Abstract
During non-REM sleep, memory consolidation is driven by a dialogue between cortex and hippocampus. The reactivation of specific neural activity sequences – replay – is believed to represent a neuronal substrate of consolidation. In the hippocampus, replay occurs during sharp-wave ripples (SWRs), short bouts of excitatory activity in area CA3 which induce high frequency oscillations in the inhibitory population of area CA1. Despite growing evidence for the functional importance of replay, its neural mechanisms remain poorly understood. Here, we develop a novel theoretical model of hippocampal spike sequence replay during SWRs. In our model, noise-induced activation of CA3 pyramidal cells triggered an excitatory cascade, which induced local ripple events in CA1. Ripples occurred stochastically in the model, with Schaffer Collaterals driving coordination, so that localized sharp waves in CA3 produced consistently localized CA1 ripples. In agreement with experimental data, the majority of pyramidal cells in the model showed low reactivation probability across SWRs, defined by the overall network connectivity. We found, however, that a small portion of pyramidal cells which had high reactivation probability across multiple SWRs owed their reactivation properties to the fine variations within network connectivity, and hence the detailed spiking dynamic within SWRs. In particular, the excitatory inputs along synaptic pathway(s) to cells and cell pairs controlled emergent single cell and cell pair reactivation. Furthermore, we found that inhibitory synaptic inputs and intrinsic cell excitability only had an influential role on the activation of CA3 pyramidal cells, but not CA1 pyramidal cells, during SWRs. Our study predicts that hippocampal replay results from a network-wide coordination of activation probability across SWRs for cells and cell pairs, which is further refined by specific synaptic strengths. This suggests a possible competition among cell assemblies for activation during SWRs, where synaptic strengths mediate the chance of dominance of a given memory over others during spontaneous SWRs.
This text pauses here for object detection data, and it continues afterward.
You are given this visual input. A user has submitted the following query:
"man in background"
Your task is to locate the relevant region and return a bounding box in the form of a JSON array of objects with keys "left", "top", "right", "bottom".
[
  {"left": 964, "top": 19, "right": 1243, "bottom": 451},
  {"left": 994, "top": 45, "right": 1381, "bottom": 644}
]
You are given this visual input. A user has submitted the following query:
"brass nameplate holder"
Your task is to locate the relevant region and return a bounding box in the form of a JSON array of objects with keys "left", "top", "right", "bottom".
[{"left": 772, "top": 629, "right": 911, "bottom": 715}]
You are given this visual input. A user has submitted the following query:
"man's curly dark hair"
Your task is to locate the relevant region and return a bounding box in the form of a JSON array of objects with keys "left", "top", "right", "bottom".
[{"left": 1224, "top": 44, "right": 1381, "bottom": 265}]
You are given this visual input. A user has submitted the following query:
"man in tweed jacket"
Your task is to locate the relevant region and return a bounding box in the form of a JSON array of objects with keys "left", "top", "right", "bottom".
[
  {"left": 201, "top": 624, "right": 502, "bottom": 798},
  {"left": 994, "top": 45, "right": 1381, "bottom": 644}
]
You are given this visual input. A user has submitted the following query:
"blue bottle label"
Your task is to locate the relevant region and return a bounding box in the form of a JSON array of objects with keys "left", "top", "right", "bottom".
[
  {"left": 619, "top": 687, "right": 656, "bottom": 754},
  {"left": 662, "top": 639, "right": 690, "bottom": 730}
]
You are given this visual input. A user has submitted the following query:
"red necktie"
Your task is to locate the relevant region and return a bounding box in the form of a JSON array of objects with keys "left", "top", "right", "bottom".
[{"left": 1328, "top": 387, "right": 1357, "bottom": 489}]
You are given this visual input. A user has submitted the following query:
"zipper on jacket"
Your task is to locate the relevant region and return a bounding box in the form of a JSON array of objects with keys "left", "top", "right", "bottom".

Author Summary During sleep, rhythmic activities in different brain regions are coordinated across multiple timescales and brain regions. The coordination of these events is important for consolidation of recently acquired memories. Sharp-wave ripples (SWRs) are one of such major sleep rhythms, seen in the hippocampal region, during which cells previously active during an awake task reactivate, in preserved order, during sleep (‘replay’). Replay is thought to contribute to consolidation by enabling re-elaboration of events of the day during sleep. However, the manner in which specific spiking patterns are selected for replay remains unknown. In this study, we apply computational models to reveal mechanisms behind the generation of SWRs and to explain the factors controlling which cell sequences reactivate during SWRs. We find that different hippocampal regions have different factors that promote replay. Our study predicts that when learning changes the strength of synaptic connections during wake, it would enhance the probability of reactivation of experience-specific groups of neurons during sleep.
Footnotes
Conflict of Interest: The authors declare no competing financial interests.